Recruit people with different backgrounds, experiences and world views – your organisation will be the better for it.

6. Manage conflict constructively.

Transparency is instrumental to building a healthy professional relationship.


Work hard to enable a culture where everyone – management and staff – feels comfortable speaking frankly and honestly with each other.


Equally important is allowing teams to express worries and frustrations without fear of repercussion, and to diffuse tension in a relaxed and informal atmosphere.


Criticism should be constructive and oriented toward problem solving and removing obstacles. Conflict is not about proving who’s right and who’s wrong, but about coming to a resolution together.

7. Learn and adapt.

Even the best teams have room to grow. Successful teams take the time to listen. They listen to their donors, patrons and audiences, they listen to their board, they listen to their staff, their volunteers and to other organisations.
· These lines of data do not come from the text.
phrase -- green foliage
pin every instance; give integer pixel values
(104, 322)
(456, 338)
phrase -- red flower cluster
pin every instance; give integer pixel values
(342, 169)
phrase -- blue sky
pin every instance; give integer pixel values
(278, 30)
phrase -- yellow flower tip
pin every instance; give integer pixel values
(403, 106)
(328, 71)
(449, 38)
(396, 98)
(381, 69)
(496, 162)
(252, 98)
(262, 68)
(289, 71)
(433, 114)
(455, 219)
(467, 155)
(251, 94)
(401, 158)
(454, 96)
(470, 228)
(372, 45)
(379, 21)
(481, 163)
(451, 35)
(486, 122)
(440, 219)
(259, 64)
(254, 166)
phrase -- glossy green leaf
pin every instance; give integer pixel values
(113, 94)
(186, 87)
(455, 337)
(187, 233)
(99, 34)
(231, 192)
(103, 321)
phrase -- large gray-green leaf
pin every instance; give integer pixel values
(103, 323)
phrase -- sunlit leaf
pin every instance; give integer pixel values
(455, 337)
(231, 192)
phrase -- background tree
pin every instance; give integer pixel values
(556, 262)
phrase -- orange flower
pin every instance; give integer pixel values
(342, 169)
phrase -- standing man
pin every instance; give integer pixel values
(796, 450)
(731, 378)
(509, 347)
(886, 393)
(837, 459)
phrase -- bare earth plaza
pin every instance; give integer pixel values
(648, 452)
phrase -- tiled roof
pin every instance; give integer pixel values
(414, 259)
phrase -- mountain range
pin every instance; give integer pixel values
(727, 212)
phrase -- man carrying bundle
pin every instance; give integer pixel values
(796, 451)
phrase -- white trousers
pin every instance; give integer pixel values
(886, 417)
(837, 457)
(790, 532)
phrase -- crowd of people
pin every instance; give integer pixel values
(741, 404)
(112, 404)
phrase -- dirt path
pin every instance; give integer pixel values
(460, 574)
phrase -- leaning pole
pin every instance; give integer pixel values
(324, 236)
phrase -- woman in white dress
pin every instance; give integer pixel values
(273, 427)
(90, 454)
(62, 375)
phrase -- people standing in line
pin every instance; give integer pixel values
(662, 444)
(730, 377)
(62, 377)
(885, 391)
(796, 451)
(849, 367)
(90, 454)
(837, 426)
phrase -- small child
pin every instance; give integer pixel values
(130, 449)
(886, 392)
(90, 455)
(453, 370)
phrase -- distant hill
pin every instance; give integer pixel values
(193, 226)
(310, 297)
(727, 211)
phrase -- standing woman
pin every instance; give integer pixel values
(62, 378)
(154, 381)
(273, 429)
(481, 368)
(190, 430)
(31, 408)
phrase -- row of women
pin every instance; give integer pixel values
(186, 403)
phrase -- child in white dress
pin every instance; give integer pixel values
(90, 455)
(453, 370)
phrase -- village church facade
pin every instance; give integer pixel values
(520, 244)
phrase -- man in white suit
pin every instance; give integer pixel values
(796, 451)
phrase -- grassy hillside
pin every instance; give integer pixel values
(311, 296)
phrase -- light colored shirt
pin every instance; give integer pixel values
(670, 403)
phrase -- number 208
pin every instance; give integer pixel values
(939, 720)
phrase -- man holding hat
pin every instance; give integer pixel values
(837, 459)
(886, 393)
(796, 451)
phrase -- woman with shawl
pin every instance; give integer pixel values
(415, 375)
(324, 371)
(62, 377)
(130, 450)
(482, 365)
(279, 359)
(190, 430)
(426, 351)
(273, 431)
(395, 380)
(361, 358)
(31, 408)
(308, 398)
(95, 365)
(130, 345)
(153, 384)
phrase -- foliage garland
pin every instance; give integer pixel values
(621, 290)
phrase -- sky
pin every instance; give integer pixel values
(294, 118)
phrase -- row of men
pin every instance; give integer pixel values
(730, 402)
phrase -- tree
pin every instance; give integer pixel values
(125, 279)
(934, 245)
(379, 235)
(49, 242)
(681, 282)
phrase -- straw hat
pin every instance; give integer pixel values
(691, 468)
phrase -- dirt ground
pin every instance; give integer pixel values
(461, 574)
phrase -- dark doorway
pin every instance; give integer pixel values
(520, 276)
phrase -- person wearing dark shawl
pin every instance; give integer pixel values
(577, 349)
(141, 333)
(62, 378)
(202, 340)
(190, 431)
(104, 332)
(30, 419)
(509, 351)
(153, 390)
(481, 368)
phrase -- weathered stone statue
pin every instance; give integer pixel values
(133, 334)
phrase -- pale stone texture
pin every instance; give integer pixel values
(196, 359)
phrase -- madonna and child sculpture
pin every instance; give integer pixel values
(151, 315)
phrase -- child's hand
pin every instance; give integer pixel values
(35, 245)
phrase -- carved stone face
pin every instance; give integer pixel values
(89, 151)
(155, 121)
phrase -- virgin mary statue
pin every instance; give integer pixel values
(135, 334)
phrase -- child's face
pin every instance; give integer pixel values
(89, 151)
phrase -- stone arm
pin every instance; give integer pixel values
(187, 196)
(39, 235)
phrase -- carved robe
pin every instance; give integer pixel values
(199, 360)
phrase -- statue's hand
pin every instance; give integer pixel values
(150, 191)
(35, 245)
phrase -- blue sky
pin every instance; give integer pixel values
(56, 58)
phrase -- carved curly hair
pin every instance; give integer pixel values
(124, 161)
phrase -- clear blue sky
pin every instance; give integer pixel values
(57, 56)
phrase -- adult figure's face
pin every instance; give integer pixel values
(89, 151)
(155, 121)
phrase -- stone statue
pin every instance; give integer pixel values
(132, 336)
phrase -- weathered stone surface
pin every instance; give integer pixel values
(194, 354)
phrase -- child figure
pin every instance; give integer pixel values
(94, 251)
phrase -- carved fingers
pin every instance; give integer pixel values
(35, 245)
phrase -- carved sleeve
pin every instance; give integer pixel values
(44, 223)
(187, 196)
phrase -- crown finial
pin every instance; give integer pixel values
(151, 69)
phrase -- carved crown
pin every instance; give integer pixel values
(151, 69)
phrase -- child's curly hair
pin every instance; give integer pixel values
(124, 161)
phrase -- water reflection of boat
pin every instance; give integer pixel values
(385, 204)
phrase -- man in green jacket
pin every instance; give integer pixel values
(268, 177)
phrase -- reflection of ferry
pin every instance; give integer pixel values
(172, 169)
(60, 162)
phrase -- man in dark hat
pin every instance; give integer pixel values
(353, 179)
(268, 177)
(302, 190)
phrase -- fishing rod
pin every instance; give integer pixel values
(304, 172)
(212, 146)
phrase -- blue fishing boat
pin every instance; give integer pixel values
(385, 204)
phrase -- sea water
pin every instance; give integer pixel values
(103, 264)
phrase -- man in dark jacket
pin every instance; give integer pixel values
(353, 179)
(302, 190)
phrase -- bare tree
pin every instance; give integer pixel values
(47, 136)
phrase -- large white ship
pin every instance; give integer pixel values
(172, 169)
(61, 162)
They also value feedback and learn from their mistakes. A feedback-oriented organisational culture allows people to give and receive clear, productive, sensitive feedback about any aspect of the organisation.


It can be hard to take time to properly evaluate campaigns and programs, but many of the most successful organisations take a few days each month to focus on data gathering, analysis and evaluation. Collecting and learning from data and research leads to better practices and programs that meet the needs of donors, staff, artists and audiences.


Investing in ongoing employee growth and development is equally important. Identify opportunities that focus on team needs and priorities, as well as individual goals to make them feel motivated, empowered, and better equipped to do their job.